Story loves being surrounded by plants in the greenhouse.
“Hopefully this spring I’ll be able to go back again,” he said, “if my cane doesn’t break.”
He is a man who takes immense joy in observing the world around him, Story’s family and friends said.
“He would lose himself in the plants. That was his stress releaser,” said Stephanie Story, his eldest daughter.
“We would go on vacations and trips and I don’t know how we didn’t have an accident, because his eyes were never on the road. They were always out the window, looking at the clouds,” said daughter Christine Story. “He always noticed nature and he shared that with us.”
Ken Thompson, who joined Story’s Nursery in 1976 as a landscape designer and became Story’s business partner in 1980, said Story’s knowledge of the business is vast.
“George knows plants from A to Z, from vegetables to trees. There are very few people as well-rounded, and with the knowledge he has. He still has it.”
Story was always willing to share his knowledge with others, employees at the nursery said.

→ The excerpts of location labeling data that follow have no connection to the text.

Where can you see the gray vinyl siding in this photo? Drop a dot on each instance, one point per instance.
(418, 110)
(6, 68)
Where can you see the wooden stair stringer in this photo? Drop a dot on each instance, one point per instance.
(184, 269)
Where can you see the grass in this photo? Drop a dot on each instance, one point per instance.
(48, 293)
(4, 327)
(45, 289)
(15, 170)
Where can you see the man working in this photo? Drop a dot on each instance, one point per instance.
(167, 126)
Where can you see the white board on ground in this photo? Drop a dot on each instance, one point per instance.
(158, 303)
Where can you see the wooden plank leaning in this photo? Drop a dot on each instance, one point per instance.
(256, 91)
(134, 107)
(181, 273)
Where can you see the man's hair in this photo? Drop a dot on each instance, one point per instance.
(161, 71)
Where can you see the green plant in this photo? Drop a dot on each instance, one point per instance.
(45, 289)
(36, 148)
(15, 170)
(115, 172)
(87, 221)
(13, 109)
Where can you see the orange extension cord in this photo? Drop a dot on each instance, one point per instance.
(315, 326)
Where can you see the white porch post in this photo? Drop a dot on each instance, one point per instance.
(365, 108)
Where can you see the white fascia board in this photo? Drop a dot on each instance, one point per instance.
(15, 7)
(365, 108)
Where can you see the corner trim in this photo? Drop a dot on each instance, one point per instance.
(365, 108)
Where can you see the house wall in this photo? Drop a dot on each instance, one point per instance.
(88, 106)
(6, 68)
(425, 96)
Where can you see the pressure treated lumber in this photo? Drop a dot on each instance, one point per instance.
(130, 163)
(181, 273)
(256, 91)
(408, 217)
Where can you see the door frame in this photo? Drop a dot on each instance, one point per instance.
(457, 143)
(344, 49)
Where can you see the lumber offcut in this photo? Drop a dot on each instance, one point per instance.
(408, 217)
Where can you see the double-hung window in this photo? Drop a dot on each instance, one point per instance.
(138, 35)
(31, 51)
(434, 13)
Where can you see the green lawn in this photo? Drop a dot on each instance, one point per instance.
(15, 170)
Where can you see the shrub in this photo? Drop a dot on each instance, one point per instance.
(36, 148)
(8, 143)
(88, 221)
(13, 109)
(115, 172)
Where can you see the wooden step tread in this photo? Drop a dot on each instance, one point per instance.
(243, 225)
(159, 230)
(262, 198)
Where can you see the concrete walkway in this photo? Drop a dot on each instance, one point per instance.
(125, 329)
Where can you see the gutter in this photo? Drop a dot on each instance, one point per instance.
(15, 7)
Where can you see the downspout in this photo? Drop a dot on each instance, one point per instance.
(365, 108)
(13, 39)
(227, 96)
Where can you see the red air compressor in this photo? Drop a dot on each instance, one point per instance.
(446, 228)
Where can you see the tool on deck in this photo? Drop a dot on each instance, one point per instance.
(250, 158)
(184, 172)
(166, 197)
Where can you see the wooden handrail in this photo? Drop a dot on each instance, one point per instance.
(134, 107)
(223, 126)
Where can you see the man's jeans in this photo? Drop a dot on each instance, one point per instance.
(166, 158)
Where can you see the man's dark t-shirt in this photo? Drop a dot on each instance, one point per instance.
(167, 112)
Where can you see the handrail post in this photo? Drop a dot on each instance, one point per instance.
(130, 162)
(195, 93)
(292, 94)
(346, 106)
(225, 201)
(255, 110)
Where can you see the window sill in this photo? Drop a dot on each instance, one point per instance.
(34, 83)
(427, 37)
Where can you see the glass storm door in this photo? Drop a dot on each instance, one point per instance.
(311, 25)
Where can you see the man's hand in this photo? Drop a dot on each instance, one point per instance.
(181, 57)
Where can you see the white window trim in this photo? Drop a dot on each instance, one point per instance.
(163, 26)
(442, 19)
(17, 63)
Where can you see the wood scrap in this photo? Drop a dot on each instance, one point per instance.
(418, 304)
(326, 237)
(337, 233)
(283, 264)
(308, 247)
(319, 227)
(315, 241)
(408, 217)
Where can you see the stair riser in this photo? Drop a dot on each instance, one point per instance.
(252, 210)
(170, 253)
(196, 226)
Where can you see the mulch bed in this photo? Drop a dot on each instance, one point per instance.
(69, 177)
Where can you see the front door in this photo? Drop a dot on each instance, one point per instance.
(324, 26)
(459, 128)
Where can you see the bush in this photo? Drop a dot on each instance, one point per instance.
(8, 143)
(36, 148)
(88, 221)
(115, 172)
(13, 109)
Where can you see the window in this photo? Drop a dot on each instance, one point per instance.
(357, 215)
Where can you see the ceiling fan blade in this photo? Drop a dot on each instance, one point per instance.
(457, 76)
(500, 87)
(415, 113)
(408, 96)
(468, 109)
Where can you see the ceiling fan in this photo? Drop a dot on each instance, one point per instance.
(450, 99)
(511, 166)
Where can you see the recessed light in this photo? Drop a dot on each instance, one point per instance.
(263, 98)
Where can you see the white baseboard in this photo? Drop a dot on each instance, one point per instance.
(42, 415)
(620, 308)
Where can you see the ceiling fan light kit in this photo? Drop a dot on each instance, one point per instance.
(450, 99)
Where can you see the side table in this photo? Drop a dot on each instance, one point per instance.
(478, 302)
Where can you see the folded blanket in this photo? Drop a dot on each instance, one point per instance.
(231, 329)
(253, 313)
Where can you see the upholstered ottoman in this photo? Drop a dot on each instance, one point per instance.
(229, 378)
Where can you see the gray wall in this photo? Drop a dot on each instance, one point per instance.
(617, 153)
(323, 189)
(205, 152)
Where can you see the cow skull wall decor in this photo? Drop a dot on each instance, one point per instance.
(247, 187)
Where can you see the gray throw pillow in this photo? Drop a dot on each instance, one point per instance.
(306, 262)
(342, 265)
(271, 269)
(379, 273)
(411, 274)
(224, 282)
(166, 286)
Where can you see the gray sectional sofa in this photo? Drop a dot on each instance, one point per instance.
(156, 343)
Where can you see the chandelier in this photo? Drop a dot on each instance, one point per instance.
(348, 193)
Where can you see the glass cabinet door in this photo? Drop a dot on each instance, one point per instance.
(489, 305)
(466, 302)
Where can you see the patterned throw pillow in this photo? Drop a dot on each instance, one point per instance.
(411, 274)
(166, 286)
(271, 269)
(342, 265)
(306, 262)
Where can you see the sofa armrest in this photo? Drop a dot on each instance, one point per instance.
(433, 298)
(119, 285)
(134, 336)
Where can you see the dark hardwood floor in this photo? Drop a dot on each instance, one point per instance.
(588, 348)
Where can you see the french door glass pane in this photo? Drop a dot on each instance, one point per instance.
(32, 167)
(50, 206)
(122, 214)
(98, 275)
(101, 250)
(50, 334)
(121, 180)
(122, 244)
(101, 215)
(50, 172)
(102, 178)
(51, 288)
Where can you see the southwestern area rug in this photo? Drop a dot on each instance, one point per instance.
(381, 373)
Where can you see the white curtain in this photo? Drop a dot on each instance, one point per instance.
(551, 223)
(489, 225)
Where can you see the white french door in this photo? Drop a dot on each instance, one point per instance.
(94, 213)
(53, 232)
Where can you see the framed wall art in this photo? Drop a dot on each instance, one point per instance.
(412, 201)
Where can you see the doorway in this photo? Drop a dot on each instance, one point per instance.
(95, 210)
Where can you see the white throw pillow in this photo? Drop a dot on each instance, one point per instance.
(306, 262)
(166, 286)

“George has taught me most of what I know about plants and has shared his love of horticulture with so many,” said Rachael Ashley, the greenhouse and garden shop manager, who started working for Story in 1982. “He is a kind man with a great sense of humor.”
Before he was a mentor and gardening guru, Story was just a boy with his hands in the dirt.
“As a little kid, 7 or 8 years old, I took care of the lawn, the garden,” he said.
By high school he was running manure hot-bed experiments with his friend Arthur “Pete” Carlson and keeping meticulous gardening journals and weather records.
As a teenager, Story went off to Cornell University to study agriculture.
“I didn’t know enough to do anything else,” he said, and returned home to work with his father, selling vegetables at a stand in Freehold and at the Menands market north of Albany.
“I have many memories of going up there early in the morning and coming back and working all day. Took tomatoes, cauliflower, broccoli. I can remember packing the boxes,” Story said.
Slowly the vegetable business gave way to flowers and shrubs.
“I went to New Jersey and bought nursery stock and evergreens and planted them in my grandfather’s farm,” he said. “It just grew little by little. It didn’t happen overnight.”
As the wholesale and retail nursery took off, Story’s seven children pitched in.
“It was a family thing,” he said. “The kids weren’t running around the house creating mayhem. They were doing something useful.”
Then came the oil embargo of the 1970s. The cost of fuel was so high that Story’s Nursery was forced to file for bankruptcy.
“I felt like I was just a bystander, it was all going on over my head,” but, Story said, “We rose from out of the ashes.”
Thompson and Ashley joined the nursery staff soon after, and Story credits them with helping to turn around the business.
“You can’t take care of everything yourself,” he said.
Story’s long life, and the impact he had on so many gardeners and plant lovers, will be celebrated Saturday. The party will be hosted at the Freehold Firehouse, a former one-room schoolhouse Story attended as a child.
Story said that after the birthday party, he is looking to spend the spring in Freehold.
“I can get out and see some of my old friends,” he said. “That’s important, too, being able to see some of the people I’ve known. It’s good to be in my hometown.”